Benedictatu Posted April 1, 2012 Posted April 1, 2012 My husband left me four years ago after we had been happily married for almost forty years. Of course I was devastated and begged him to stay for the sake of the children but he left anyway and remarried with undue haste. I thought it was in very poor taste that they wed days after the divorce was finalised, on the anniversary of the day he left me. Today was crisp and clear and I knew he would be out walking, so I drove past his house. They were working in the garden. The garden that was mine. I always worked in the garden on days like today, and he went walking. They were laughing and fooling around and i just hurried past before they could see me and came home.

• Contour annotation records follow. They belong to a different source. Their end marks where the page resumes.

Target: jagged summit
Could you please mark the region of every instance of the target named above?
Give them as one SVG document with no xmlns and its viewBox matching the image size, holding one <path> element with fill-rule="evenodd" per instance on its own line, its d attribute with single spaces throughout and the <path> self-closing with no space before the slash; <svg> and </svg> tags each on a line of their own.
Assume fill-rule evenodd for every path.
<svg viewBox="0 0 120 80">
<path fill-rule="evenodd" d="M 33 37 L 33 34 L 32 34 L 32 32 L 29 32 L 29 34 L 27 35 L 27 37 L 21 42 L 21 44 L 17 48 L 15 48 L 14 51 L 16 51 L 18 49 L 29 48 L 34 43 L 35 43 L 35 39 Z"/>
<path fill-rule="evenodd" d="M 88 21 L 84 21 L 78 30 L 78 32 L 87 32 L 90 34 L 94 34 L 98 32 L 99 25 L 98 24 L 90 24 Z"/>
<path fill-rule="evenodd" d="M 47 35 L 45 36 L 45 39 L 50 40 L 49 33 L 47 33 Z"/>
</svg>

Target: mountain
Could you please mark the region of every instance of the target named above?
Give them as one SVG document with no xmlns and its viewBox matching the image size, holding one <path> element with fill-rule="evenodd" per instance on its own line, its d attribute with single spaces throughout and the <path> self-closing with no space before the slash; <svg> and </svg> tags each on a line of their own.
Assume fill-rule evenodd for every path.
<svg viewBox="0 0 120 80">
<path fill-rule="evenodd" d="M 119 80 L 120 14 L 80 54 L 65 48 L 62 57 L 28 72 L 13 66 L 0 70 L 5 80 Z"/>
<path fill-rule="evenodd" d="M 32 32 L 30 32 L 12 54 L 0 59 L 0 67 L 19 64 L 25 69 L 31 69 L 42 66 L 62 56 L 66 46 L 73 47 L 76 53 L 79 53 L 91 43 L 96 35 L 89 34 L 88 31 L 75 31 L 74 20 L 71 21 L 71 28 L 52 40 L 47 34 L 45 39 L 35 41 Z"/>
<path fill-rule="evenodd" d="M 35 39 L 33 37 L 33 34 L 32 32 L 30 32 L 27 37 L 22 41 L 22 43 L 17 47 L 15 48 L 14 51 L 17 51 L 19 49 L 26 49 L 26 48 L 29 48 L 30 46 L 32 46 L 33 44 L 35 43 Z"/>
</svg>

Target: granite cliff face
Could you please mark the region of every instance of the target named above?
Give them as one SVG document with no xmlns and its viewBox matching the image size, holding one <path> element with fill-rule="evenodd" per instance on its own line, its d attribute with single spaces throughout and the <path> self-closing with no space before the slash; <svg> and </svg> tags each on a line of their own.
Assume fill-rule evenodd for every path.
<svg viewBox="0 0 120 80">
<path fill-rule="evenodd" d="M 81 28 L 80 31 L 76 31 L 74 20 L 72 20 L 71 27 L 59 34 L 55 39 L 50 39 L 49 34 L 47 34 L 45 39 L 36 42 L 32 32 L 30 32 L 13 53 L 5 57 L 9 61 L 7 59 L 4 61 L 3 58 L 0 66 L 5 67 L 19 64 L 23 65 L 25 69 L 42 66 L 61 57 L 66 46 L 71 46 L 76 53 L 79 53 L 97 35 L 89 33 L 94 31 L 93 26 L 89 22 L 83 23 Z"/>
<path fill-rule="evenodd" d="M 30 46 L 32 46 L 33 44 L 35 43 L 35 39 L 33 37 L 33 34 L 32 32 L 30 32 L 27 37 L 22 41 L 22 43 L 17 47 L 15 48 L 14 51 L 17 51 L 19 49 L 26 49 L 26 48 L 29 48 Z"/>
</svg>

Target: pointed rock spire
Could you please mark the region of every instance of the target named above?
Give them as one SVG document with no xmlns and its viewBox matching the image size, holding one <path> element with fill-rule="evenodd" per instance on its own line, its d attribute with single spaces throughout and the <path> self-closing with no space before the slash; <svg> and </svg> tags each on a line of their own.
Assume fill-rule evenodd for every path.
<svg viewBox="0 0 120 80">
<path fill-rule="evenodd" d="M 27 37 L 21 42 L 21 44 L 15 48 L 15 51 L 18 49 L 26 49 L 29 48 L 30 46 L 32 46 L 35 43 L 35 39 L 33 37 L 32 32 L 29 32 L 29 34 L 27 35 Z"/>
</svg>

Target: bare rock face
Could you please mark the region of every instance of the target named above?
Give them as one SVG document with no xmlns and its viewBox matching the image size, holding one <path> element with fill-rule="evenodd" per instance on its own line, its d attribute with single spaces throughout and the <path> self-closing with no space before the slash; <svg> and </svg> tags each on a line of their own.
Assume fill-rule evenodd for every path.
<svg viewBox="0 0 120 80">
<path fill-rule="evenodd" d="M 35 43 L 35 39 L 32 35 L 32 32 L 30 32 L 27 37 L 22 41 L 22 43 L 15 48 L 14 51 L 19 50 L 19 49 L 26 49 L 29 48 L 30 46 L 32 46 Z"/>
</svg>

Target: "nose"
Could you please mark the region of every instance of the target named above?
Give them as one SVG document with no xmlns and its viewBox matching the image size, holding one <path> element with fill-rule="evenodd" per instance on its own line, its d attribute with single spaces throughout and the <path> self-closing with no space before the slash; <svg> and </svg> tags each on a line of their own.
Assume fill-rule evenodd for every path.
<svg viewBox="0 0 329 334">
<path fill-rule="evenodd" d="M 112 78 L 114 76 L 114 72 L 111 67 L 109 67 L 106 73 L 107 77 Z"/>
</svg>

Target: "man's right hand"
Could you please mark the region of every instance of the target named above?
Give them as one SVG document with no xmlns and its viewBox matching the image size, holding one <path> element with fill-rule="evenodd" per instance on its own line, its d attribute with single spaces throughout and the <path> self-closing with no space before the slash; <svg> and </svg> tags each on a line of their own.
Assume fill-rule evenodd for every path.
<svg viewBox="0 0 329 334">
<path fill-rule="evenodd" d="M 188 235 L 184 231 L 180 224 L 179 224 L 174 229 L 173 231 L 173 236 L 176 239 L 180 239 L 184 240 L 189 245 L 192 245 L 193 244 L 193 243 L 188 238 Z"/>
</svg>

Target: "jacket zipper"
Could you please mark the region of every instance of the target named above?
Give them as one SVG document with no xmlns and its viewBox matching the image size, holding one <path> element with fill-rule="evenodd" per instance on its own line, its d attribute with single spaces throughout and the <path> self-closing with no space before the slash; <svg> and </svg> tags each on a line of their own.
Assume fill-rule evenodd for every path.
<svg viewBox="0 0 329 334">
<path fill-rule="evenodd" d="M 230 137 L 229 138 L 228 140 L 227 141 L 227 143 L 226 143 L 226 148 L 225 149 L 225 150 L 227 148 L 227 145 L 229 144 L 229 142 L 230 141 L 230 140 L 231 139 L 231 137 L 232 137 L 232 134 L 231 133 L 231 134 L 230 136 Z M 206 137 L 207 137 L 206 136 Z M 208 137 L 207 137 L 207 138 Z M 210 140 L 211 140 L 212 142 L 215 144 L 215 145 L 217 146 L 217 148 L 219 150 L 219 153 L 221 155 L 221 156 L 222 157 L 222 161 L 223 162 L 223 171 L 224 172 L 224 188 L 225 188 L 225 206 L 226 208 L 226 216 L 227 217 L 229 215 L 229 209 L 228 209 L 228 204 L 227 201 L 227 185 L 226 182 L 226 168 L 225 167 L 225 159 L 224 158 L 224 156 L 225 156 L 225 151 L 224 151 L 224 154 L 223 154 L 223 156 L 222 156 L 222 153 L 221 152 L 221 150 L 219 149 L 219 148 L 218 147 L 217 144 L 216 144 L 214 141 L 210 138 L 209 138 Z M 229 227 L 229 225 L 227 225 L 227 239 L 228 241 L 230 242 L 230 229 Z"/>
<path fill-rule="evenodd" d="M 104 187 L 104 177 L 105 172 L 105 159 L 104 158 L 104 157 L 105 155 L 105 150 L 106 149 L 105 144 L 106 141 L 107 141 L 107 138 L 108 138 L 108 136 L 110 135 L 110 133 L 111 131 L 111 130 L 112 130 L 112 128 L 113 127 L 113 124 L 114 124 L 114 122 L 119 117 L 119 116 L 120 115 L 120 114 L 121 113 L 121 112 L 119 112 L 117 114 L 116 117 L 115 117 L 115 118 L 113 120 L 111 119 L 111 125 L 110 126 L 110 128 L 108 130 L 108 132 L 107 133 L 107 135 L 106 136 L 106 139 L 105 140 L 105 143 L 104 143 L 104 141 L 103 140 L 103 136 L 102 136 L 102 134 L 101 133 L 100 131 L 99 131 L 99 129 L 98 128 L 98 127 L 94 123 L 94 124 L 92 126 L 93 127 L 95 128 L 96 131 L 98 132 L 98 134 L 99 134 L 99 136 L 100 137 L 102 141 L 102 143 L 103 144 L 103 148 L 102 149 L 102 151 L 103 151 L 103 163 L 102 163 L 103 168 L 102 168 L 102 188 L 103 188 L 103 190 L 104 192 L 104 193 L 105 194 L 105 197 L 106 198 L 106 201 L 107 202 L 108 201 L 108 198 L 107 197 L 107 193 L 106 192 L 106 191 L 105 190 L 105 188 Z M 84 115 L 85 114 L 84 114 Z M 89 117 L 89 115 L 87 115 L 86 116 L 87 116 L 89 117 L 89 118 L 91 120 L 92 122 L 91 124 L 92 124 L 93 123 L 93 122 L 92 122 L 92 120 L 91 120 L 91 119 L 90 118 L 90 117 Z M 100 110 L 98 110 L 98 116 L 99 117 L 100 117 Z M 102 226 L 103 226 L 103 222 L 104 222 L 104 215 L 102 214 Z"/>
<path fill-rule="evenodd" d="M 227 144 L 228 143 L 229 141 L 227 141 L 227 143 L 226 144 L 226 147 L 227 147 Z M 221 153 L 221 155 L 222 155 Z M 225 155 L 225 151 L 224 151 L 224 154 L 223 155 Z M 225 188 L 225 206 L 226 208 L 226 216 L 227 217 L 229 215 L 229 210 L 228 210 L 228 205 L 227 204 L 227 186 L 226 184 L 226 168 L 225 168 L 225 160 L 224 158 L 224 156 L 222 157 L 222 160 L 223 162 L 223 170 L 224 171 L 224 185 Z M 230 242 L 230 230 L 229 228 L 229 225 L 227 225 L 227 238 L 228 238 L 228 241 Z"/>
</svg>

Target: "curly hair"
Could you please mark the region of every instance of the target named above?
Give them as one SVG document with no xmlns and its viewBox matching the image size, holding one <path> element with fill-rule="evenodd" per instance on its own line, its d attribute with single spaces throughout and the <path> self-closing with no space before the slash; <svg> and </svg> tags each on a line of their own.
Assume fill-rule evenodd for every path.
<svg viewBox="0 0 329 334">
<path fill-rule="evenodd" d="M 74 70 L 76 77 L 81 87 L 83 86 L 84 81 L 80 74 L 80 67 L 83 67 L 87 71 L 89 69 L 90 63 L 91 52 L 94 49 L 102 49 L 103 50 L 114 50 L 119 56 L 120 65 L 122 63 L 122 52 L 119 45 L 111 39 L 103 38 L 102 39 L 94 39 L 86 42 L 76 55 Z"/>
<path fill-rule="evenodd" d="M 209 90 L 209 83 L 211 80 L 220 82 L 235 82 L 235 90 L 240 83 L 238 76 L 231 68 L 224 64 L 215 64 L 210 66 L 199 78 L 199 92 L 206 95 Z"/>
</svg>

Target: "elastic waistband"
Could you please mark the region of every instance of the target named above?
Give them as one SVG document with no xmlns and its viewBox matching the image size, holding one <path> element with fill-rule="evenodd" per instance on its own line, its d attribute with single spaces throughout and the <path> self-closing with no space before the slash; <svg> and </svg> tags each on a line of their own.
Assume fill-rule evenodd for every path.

I had hoped to take a few cuttings to grow in pots on my windowsill as my garden is very small and shaded and the cats lie on everything I plant there. But instead I came home and cooked a big lunch in case the children came to visit. This season was always my favourite. But the children have left and the house feels so empty and everything reminds me of how things were, before. My friends are all married with families of their own and grandchildren Everywhere are reminders of what was. How does one ever move on?
BewitchedandBothered Posted April 1, 2012 Posted April 1, 2012 My husband left me four years ago after we had been happily married for almost forty years. Of course I was devastated and begged him to stay for the sake of the children but he left anyway and remarried with undue haste. I thought it was in very poor taste that they wed days after the divorce was finalised, on the anniversary of the day he left me. Today was crisp and clear and I knew he would be out walking, so I drove past his house. They were working in the garden. The garden that was mine. I always worked in the garden on days like today, and he went walking. They were laughing and fooling around and i just hurried past before they could see me and came home. I had hoped to take a few cuttings to grow in pots on my windowsill as my garden is very small and shaded and the cats lie on everything I plant there. But instead I came home and cooked a big lunch in case the children came to visit. This season was always my favourite. But the children have left and the house feels so empty and everything reminds me of how things were, before. My friends are all married with families of their own and grandchildren Everywhere are reminders of what was. How does one ever move on? You have 40 years of memories with this fellow; it is only natural that even after 4 years, it will creep up on you. If I left, I would have taken the garden with me/dug up my plantings and planted them at my new place. I kid you not. I am an avid gardener and I would be damned if a new lover would have her hands in it. But that is neither here nor there. You say your kids are grown/moved out===you will have grandkids some day and your family will be bigger:) No worries about that:) Right now you are suffering empty nest and lamenting over your ex. Time to live for YOU. Since you can't very well go over to that house for new clippings, get some tulip bulbs, daffodils, hyacinths...anything that will spruce things up for you. Put them in pretty pots; the scent of the hyacinth will make you feel happy:) Also, try not to drive by there:( It will only trigger sad feelings and after all you have been through, you don't need that anymore. It's time for you to heal and be for YOU. This is all about you now; doing fun things, maybe take group bus trips; see the sites and have fun. You deserve this. Make new memories:)
Author Benedictatu Posted May 28, 2012 Author Posted May 28, 2012 I have to sell my house now because I am being downsized and will only have a parttime job and can't afford my house anymore so I will have to move to a small house without a garden or maybe even a flat. I bought a big house so the children could stay but they have left and when they visit they don't stay over they mostly don't eve have lunch they just drop by and then go off again quickly as if they don't really enjoy being there. I spent a lot of money on the garden here even though I knew I would have to sell and my son told me I was being very stupid wasting money when I should be saving up because I am going to be downsized but I needed to make the garden look beautiful because I was feeling so unhappy about everything and I wanted it to look nice. Now I am just sad that I have made it nice and I will have to leave it and someone else will be getting the pleasure from it. I am also going to have to sell my car which is good because I wont be able to drive past their house anymore and see them all happy in their garden but I will still think about it and I will ask the children to steal cuttings that I can grow in pots on the windowsill in a new house or flat when I have to move but right now I would rather spend money on my garden even than fixing the roof which I know I have to do otherwise no one will buy my house but then I don't really want to sell it and it's one of the few pleasures I have to work in my garden and remember how happy we use to be.